All Coons Look A Like To Me Lyrics

 

 

Pretty shocking that an African-American would write lyrics like this, but when one considers the extreme racism of the time, its amazing to think, that these were the earliest, published, black songwriters to achieve fame.

Ernest Hogan said that “All Coons Look A Like To Me” had a much more deeper meaning than one might suspect.

According to a very obscure article on Hogan in The Seattle Republican on May 29, 1903 that historians on the subject seemed to have overlooked, the song was created thanks to a racist police officer in Chicago.

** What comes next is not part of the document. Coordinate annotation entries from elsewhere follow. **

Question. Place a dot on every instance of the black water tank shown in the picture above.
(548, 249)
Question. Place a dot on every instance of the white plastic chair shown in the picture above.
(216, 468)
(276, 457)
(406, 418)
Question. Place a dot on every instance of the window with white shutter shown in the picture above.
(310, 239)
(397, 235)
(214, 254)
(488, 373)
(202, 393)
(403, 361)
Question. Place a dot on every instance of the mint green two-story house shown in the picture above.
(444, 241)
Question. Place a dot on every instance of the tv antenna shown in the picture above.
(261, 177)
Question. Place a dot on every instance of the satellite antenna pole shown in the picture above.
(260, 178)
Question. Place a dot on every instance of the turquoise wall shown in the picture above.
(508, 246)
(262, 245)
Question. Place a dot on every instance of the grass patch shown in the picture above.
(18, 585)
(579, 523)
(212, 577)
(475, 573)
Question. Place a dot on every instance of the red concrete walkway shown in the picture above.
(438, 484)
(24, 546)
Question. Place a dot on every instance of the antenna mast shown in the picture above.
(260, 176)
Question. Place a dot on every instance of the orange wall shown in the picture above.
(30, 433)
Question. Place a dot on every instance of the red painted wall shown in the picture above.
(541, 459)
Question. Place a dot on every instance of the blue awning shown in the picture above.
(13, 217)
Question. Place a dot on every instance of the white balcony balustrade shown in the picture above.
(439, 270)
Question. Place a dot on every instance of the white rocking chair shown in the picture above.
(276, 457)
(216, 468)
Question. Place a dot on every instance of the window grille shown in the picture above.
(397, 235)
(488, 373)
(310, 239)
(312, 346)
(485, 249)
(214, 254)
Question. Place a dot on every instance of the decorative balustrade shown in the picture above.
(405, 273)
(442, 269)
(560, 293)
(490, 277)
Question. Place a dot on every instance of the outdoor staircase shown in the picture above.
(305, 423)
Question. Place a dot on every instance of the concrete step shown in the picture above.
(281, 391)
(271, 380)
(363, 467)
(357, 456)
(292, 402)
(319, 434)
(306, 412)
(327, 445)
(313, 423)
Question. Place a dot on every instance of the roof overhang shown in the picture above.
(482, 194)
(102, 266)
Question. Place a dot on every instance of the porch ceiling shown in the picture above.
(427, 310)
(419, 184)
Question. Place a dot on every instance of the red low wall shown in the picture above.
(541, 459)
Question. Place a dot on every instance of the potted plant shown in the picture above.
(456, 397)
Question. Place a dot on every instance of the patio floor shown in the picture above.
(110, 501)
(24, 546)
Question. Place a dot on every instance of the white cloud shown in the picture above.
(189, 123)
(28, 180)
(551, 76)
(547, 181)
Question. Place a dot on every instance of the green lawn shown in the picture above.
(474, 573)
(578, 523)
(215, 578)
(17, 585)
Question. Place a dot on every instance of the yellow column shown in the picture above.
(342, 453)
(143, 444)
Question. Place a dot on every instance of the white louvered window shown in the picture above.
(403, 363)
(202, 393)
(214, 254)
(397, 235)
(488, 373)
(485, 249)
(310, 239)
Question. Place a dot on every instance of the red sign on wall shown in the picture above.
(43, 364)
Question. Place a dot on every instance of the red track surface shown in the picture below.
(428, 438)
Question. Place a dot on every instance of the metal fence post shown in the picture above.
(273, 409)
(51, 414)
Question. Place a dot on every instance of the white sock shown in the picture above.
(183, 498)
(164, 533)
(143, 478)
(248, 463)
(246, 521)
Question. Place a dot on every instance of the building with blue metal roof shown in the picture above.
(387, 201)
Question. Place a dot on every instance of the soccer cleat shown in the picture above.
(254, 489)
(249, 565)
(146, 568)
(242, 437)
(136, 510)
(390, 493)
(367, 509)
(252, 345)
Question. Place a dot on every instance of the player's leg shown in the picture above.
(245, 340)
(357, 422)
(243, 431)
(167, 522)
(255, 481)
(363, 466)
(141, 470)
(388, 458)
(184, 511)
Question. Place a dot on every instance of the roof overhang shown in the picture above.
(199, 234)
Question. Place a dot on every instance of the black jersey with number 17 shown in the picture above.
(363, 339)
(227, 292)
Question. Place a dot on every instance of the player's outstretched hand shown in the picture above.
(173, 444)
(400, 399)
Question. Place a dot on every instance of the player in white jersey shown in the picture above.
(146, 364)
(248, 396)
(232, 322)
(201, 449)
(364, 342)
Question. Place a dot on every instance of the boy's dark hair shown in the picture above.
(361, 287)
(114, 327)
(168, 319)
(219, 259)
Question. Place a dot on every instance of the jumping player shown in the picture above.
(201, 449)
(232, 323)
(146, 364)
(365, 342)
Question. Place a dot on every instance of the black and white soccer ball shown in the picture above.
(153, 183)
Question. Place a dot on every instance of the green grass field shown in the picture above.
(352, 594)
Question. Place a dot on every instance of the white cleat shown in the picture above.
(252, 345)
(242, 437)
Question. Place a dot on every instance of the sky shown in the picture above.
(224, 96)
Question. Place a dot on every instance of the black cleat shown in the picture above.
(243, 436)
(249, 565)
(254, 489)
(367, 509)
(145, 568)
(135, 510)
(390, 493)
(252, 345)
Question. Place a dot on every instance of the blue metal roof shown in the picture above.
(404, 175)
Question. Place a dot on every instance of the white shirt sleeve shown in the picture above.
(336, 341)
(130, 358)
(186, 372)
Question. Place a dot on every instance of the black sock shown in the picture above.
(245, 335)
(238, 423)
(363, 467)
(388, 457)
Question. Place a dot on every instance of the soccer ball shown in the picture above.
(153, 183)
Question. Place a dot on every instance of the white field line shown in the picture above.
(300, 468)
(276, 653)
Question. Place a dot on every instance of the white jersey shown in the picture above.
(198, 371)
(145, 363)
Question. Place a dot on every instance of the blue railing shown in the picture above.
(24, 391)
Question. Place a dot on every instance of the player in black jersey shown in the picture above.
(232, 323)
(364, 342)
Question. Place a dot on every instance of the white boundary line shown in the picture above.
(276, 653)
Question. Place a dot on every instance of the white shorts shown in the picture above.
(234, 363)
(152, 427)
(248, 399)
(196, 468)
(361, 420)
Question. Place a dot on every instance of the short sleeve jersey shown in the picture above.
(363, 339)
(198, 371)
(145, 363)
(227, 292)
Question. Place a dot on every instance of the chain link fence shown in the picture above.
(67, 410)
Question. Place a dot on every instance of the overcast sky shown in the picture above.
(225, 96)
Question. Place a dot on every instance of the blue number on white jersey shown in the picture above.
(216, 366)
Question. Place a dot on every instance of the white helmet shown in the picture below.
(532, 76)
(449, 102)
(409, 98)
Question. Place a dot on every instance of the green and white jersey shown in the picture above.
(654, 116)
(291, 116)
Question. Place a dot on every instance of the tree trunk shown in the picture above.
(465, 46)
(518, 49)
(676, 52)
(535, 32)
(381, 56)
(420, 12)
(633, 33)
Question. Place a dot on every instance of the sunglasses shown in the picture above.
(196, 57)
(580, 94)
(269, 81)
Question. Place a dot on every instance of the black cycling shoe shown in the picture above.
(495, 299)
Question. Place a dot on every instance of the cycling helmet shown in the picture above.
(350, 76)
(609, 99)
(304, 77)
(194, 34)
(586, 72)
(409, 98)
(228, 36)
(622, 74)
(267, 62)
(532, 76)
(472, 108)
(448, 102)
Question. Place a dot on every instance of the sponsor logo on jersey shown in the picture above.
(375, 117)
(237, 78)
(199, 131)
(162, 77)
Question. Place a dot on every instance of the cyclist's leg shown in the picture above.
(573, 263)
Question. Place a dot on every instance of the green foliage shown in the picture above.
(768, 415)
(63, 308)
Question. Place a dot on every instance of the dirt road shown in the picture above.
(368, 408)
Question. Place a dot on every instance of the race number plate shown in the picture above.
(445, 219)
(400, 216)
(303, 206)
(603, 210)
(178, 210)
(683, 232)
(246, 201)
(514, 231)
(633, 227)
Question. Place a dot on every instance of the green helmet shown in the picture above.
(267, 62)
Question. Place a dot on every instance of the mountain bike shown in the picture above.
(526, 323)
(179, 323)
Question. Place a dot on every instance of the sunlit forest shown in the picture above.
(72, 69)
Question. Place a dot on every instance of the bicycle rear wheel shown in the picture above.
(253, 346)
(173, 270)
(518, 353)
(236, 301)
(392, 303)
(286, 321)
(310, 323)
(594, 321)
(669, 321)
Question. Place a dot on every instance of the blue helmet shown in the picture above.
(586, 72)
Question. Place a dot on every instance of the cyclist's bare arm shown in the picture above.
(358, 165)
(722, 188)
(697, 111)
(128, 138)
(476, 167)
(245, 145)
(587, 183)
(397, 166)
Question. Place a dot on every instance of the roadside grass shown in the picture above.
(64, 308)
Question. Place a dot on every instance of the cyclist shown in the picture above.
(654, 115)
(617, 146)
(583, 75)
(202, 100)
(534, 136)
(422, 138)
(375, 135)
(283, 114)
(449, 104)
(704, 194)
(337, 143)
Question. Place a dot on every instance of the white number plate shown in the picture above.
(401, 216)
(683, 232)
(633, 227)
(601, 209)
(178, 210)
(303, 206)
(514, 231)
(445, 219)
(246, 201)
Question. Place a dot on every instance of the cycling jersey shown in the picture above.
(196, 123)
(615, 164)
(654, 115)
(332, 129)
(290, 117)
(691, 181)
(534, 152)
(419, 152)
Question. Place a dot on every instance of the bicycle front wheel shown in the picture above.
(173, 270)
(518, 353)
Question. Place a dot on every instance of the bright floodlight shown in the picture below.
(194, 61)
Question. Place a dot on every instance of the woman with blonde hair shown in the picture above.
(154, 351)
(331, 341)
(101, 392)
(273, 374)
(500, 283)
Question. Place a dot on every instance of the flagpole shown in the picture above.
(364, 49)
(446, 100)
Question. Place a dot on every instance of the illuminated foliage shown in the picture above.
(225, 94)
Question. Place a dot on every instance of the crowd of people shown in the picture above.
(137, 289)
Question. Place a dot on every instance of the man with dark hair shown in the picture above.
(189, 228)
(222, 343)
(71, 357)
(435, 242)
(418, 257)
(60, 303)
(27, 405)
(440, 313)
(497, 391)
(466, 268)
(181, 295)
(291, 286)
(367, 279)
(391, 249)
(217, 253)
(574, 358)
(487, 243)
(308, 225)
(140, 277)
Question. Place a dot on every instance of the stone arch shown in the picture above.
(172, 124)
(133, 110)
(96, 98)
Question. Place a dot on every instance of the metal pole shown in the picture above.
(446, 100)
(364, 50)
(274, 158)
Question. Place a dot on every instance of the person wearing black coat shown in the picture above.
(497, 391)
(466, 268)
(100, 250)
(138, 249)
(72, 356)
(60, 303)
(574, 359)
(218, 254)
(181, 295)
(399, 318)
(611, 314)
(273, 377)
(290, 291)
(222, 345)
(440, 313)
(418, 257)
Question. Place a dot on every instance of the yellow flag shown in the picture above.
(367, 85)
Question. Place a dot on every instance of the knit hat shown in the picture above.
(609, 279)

“He was attending a ball in Chicago by colored people,” the paper reported. “At a late hour there was a disturbance so great as to need interference from the police, who commenced arresting indiscriminately. One soon laid his hands upon Mr. Hogan, but a brother officer recognized him as the man who had sung at the policeman’s benefit the night before and requested that he not be arrested, the reply was:”it makes no difference: all Coons look alike to me.”

Ernest Hogan wrote the first stanza of the song while riding on a street car and just three months after it was published he raked in over $26,000.

Bert Williams Oh I Don't Know You're Not So WarmAccording to “The Greenwood Encyclopedia of Daily Life in America,” Coon Songs usually employed Black on Black violence since it was “tolerable to the white audience.”

“Coon Songs reaffirmed the neccessasity of subordinating and controlling African Americans and they justified segregation, voting restriction and even lynching,” according to the The Greenwood Encylopedia of Daily Life in America.

Although some of the most popular “Coon Songs” were written by African American men like Will Marion Cook, Sam Lucas, George Walker, Bob Cole, Ernest Hogan and Bert Williams, white men like Paul Dresser, Walter Hawley and others wrote the majority of the more than 600 songs that were issued during the time period.

During the live stage performances, white men usually dressed in blackface and performed the tunes.

The “Coon Song” eventually died out as the first decade of the 1900s came to a close, due to the overtly racist lyrics, stereotypes and images, as Ragtime music took hold of American popular culture.

By the 1910’s, the publishing houses of Tin Pan Alley were dominating the New York music scene, where a new form of Ragtime developed, mostly associated with white composers like Irving Berlin, Fred Fischer and Gus Edwards.

Waxfact: Amazingly, in 1974, composer and pianist Marvin Hamlisch hit #1 on the charts with an adaptation of Scott Joplin’s rag “The Entertainer,” which was featured in the movie “The Sting.”